There is a fundamental difference between connecting pre-learned licks over chord changes and actually improvising — and it shows. This masterclass with guitarist John Wheatcroft is about making that shift: moving away from a finite library of phrases towards a set of underlying concepts that generate endless musical material in the moment.

What you’ll get out of this lesson

Ten clear strategies for thinking about and playing over chord changes, drawn from John’s career spanning gypsy jazz, straight-ahead, fusion, and more — along with the PDF download of his full strategy document to refer back to as you practise.

Here’s the download for John’s 10 strategies for playing over changes:

https://www.dropbox.com/s/40im8ml2pdvk19u/Masterclass%20April%202022.pdf?dl=0

Concepts over licks

John’s central argument is that improvising from a library of pre-learned licks has a ceiling: you have a finite number of them, they can become repetitive, and they may not fit the musical moment you are actually in. The alternative is to work from concepts — underlying reasons for why you would play certain notes — so that any given idea can be expressed in an infinite number of ways. Licks are still useful, John notes — like learning phrases in a new language to get started — but they have shortcomings the moment the musical conversation takes an unexpected turn.

It’s less about the what you play and more about why. For every musical idea that you might hear a particular player play in the moment, there’s very often some overarching concept at work as to why they chose those notes. And those notes are just one of maybe an infinite number of possibilities.

Travelling light

The phrase John uses for this conceptual approach is “travelling light.” Rather than carrying a heavy bag of pre-packaged licks, you carry a small set of flexible ideas that can generate material on the fly. This is, John argues, what is actually happening with the best improvisers at the highest level — not a conscious lick-to-lick calculation, but a set of deeply internalised concepts running as a kind of musical subconscious. The goal of study and practise is to get those concepts so thoroughly under your fingers that in performance you can let go of the thinking and just play.
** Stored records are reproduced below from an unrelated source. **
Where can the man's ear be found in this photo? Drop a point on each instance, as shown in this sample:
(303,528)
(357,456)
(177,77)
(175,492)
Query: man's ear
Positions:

The distinction between study and performance

The analytical, detail-heavy work belongs in the practice room, not on the bandstand. When studying, you dig into the grammar — you figure out exactly why a particular note works over a particular chord. When performing, you let that analysis fade into the background and trust what you have internalised. The parallel to language is exact: when we speak, we are not consciously parsing grammar. We just speak. The goal of musical practise is to get to the same place with harmony and melody.

Style, range, and adaptability

John brings a broad range of experience to this masterclass — from gypsy jazz and straight-ahead to electric fusion, acoustic jazz, and Latin. His point is that the 10 strategies work across all of these styles because they are about musical thinking, not genre-specific vocabulary. A concept that works over a I–VI–ii–V in a Gershwin standard is the same concept that can work over a jazz-blues or a fusion vamp. The notes will be different; the underlying logic is the same.

Taking it further

Download the PDF and work through each of John’s 10 strategies one at a time. Pick one per week and spend your practice sessions exploring only that concept over a backing track, in as many different ways as you can. Resist the temptation to switch to another strategy or fall back on familiar licks. The point is to get each concept deep enough that it becomes available automatically in context.

Your homework

Take the first strategy from John’s PDF and apply it over a simple ii–V–I in C major. Set a timer for ten minutes and improvise using only that concept — no other ideas allowed. Record yourself. The constraint is deliberate: it forces you to explore the concept more deeply than you would if you could reach for your usual vocabulary the moment things get uncomfortable.